Leveraging Neural Code Embeddings and Hybrid Static-Dynamic Analysis for Enhanced Vulnerability Detection
Author : Durga Praveen Deevi and Thanjaivadivel M
Abstract :
Now classic code analysis methods are already obsolete with respect to detecting serious hidden or deeply-rooted vulnerabilities. As software complexity keeps going up, any escalation in cyber-attacks is threatening to demand more sophisticated methods of detection. This paper describes a new combined static and dynamic analysis approach with a convolutional neural network to enhance vulnerability discovery while constructing neural code embeddings. It is capable of transforming source code into two-dimensional pictures so that the intricate features are picked up by the CNN, something a conventional model would find difficult to analyse. This dual use of both static and dynamic analyses tends to fortify the model further in discovering the secretive and less apparent security flaws in the system. Data completeness and improvement for model reliability were ensured with preprocessing tools such as K-Nearest Neighbours (KNN) imputation and Z-score normalization.
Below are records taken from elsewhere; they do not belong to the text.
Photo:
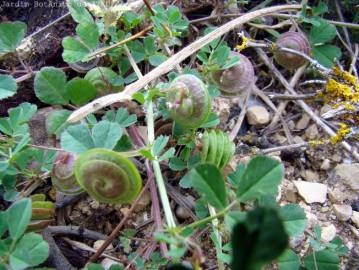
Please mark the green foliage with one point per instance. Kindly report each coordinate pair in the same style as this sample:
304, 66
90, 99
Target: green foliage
261, 177
49, 86
168, 24
80, 91
321, 32
20, 251
208, 181
76, 49
289, 261
322, 260
56, 122
8, 86
294, 219
253, 244
11, 34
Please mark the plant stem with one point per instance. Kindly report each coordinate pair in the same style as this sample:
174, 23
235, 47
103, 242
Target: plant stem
210, 218
212, 212
157, 170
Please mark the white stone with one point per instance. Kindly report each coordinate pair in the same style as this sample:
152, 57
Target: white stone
348, 173
328, 233
343, 211
312, 192
355, 218
258, 115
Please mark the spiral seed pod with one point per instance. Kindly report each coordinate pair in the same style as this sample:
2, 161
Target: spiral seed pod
292, 40
189, 101
107, 176
217, 148
101, 78
237, 79
63, 176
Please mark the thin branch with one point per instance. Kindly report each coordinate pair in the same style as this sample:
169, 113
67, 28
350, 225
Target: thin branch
170, 63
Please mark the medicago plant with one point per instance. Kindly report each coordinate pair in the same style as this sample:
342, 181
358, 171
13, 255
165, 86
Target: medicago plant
123, 58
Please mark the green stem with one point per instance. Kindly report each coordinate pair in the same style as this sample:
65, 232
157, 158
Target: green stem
212, 212
210, 218
157, 170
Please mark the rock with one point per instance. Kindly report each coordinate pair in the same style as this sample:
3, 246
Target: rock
143, 202
343, 211
325, 165
182, 213
221, 106
312, 132
312, 192
303, 122
258, 115
310, 176
349, 174
328, 233
107, 263
355, 218
99, 243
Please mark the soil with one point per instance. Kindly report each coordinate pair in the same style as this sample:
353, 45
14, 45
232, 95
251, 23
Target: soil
102, 218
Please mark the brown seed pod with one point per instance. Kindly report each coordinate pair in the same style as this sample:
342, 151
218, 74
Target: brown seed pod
292, 40
235, 80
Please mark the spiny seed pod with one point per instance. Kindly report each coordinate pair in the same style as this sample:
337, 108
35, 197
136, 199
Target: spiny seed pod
107, 176
101, 78
217, 148
63, 176
237, 79
292, 40
189, 101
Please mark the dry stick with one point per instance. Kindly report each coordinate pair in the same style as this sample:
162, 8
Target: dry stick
170, 63
118, 228
345, 30
302, 104
282, 105
291, 97
151, 177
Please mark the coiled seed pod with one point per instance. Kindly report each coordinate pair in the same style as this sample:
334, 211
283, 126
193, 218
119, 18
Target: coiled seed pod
237, 79
217, 148
101, 78
189, 101
292, 40
63, 176
107, 176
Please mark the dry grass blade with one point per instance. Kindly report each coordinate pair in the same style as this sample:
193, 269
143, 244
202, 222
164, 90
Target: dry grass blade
173, 61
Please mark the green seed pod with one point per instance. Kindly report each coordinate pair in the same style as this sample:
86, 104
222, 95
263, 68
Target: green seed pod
189, 101
101, 78
62, 174
108, 176
292, 40
217, 148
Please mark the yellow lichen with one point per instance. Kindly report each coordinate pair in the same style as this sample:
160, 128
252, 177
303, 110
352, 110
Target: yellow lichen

They fill in the gaps in the data and standardize input data for fast and consistent training. With that, the proposed model offers an overall accuracy of 98.5%, well above that of the conventional methods. An effective model of this nature therefore stands to be a useful and efficient approach to modern secure software development pipelines when it proves highest in scalability and detection rate. This deep learning framework thus attests to the efficacy of advanced artificial intelligence toward securing software with the smartly and automatically analysed code.
Keywords :
Convolutional neural network, software vulnerability detection, automated code analysis, code preprocessing, k-nearest neighbours, hybrid analysis.